TUTTO COMPRESO

La conquista del principio sull’equo compenso viaggerà da adesso in poi, speriamo, su binari propri. E, se tale è stata nell’ambito della riappropriazione della dignità nell’esercizio della professione intellettuale, altri percorsi si dovrebbero affrontare .
Penso alle sempre più presenti campagne pubblicitarie fatte da enti finanziari/banche, negozi d’arredamento, agenzie commerciali per la vendita immobiliare o di costruzione dove “l’architetto” è compresonelprezzo.
Le formule sono varie: “un architetto ti seguirà dal sopralluogo alla realizzazione”, oppure “i nostri architetti verranno a casa tua gratuitamente…” e via dicendo.
Non ho riscontri che ci siano paralleli analoghi per altre professioni e/o altri professionisti intellettuali ma l’unica costante di queste pubblicità è che la prestazione professionale non costerà nulla all’acquirente.
I messaggi che passano sono due:
il primo è che, quando si tratta di dare il senso della qualità dell’abitare, della qualità dl servizio reso, il professionista chiamato a “garantirla” è l’architetto;
il secondo è che questa prestazione, di garanzia, è “gratis”.
Il che è contraddittorio, perché nell’immaginario collettivo ciò che è gratis non ha valore o quasi; la relazione che ne viene fuori è che l’opera dell’architetto non ha valore economico o, se ce l’ha, esso è talmente basso da poter essere regalato.
Un’altra cosa che si rileva è che in nessuno di questi messaggi si dice chi siano i professionisti che eseguiranno la prestazione, ne a quali condizioni essi la prestino e come siano, se lo sono, pagati. In sostanza non si rileva , e ciò credo contrasti con la trasparenza delle informazioni commerciali, se gli architetti siano veramente tali e quanto vale per il consumatore il vantaggio economico di godere di un servizio pagato (?) da altri.
L’Autorità garante per la concorrenza e del mercato (l’Antitrust) è stata interrogata sulla correttezza di queste forme pubblicitarie, l’ultima volta, non molto tempo fa, dall’Ordine degli Architetti di Catania ma, a senso unico, ha deciso che il meccanismo descritto, con le criticità evidenziate, è perfettamente lecito, non mette in discussione la dignità della figura professionale (mah…).
D’altronde lo stesso Stato, avallato da sentenze del Consiglio di Stato, fino al 30 Novembre 2017, ha fatto proprio lo stilema, ammettendo prestazioni professionali di alta responsabilità compensate con 1,00 € o pagando i propri consulenti giudiziari con tariffe orarie tutt’ora inferiori ai compensi minimi sindacali dovuti ai collaboratori domestici, le colf per intenderci.
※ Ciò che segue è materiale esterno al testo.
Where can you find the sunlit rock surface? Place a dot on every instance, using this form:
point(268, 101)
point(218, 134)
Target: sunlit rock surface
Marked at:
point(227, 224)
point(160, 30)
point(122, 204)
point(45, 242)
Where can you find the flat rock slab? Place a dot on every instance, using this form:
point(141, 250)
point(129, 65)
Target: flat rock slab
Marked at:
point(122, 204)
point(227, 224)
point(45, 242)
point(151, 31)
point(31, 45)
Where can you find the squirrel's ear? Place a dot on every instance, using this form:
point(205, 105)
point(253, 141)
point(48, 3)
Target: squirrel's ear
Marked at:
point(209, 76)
Se questo aspetto particolare oggi forse possiamo ritenere superabile, grazie al principio dell’equo compenso, c’è materia di contendere e di azione nella veicolazione della prestazione professionale offerta in un pacchetto commerciale.
Non che non si possa o non si debba fare, solo che, in ossequio alla tanto declamata trasparenza delle offerte commerciali, sarebbe il caso che queste contenessero (così come, per esempio, è obbligatorio dichiarare la composizione e la provenienza dei prodotti alimentari) a quanto ammonti la retribuzione dei professionisti chiamati a rendere il servizio e quali caratteristiche professionali e di iscrizione ai relativi Albi essi possiedano, se li possiedono.
E’ già avvenuto per le offerte professionali su Groupon. Sarebbe dignitoso, e utile anche per i consumatori, avvenisse anche nelle altre forme pubblicitarie.
La mia impressione è che esse, in presenza di questi obblighi, si ridurrebbero o, almeno, non contribuirebbero a colpevolmente distorcere del tutto la percezione del valore di un lavoro professionale che, dai tempi di Imhotep nell’ antico Egitto, è stato sempre indice della civiltà dei popoli. E lo è ancora, in quasi tutto il resto del mondo.